Now each process knows what amount of work it has to accomplish and where its part of the work starts. Now, we can re-write our program to incorporate the parallel programing concepts.

One way to solve this problem is to do the following. The program will use rank 0 to read in the text file that contains the numbers. This data is then broadcast to the other processes. The chunk size and offset amounts are calculated (based on the number of processors). Each processor calculates the intermediate result for their chunk of data (sum the squared values). gather collects the intermediate results from each process on rank 0. Process 0 then uses the gathered results to calculate the mean of the squares.

#!/usr/bin/env python3

from mpi4py import MPI
import time

comm = MPI.COMM_WORLD
rank = comm.Get_rank()
size = comm.Get_size()

# file path
file_name = "1000_num.txt"
data = None
if rank == 0:
    file_name = "1000_num.txt"

    # Read the numbers from file into an array
    with open(file_name) as fd:
        lines = fd.readlines()
        data = [int(x.strip()) for x in lines]
        fd.close()

# Broadcast data to all processes
data = comm.bcast(data, root=0)

t0 = time.time()
# Number of values
n = len(data)

# Chunk size
chunk = int(n / size)
if n % size > 0:
    if rank < n % size:
        chunk = chunk + 1

# Offset        
offset = rank * chunk
if rank > n % size:
    offset = offset + n % size
print("Rank ",rank," offset ",offset)   
 
# Square values
my_squares = [x**2 for x in data[offset:offset + chunk]]

# Sum of all squared numbers
my_sum_squares = 0
for i in range(chunk):
    my_sum_squares += my_squares[i]


# Now we gather all my_sum_squares in process 0 to calculate the overall mean
sums = comm.gather(my_sum_squares, root=0)

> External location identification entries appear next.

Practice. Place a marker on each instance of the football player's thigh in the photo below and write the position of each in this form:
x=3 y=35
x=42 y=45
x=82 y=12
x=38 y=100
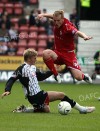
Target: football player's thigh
x=76 y=73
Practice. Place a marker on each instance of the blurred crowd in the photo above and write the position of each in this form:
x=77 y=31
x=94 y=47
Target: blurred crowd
x=14 y=35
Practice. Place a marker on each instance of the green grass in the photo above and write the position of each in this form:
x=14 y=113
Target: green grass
x=84 y=94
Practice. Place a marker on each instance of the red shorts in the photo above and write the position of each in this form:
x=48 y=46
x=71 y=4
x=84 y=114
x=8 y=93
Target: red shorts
x=67 y=58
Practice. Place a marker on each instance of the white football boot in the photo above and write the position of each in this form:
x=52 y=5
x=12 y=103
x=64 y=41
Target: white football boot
x=87 y=110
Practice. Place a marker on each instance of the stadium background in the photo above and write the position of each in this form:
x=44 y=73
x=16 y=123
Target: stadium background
x=37 y=35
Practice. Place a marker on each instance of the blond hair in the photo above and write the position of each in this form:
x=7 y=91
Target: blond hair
x=28 y=53
x=59 y=12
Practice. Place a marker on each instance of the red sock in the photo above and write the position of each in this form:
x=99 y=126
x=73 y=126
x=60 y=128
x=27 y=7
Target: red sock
x=82 y=76
x=50 y=65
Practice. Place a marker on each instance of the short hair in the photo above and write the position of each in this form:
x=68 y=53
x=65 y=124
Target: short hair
x=59 y=12
x=28 y=53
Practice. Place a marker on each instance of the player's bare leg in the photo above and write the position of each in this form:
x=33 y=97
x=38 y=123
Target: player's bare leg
x=49 y=57
x=79 y=75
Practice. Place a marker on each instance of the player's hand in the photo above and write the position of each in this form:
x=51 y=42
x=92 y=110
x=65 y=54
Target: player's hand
x=5 y=94
x=88 y=38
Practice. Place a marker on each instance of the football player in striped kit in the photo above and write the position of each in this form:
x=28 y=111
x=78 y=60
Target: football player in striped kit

# Process 0 does the rest of the work
if rank == 0:
    # Overall sum 
    sum_squares = 0
    for i in range(size):
        sum_squares += sums[i]
        
    # Calculate mean of squares
    squares_mean = sum_squares / n
    
    t1 = time.time()
    # Print result
    print("The calculated squares mean is : ", squares_mean, "\nComputation time : ", t1-t0) 

Where to go from here?

For more information on MPI4PY, you can consult the project’s page at: Read the docs MPI4PY

Key Points

  • A message can be any object type.

  • There are different types of communication types.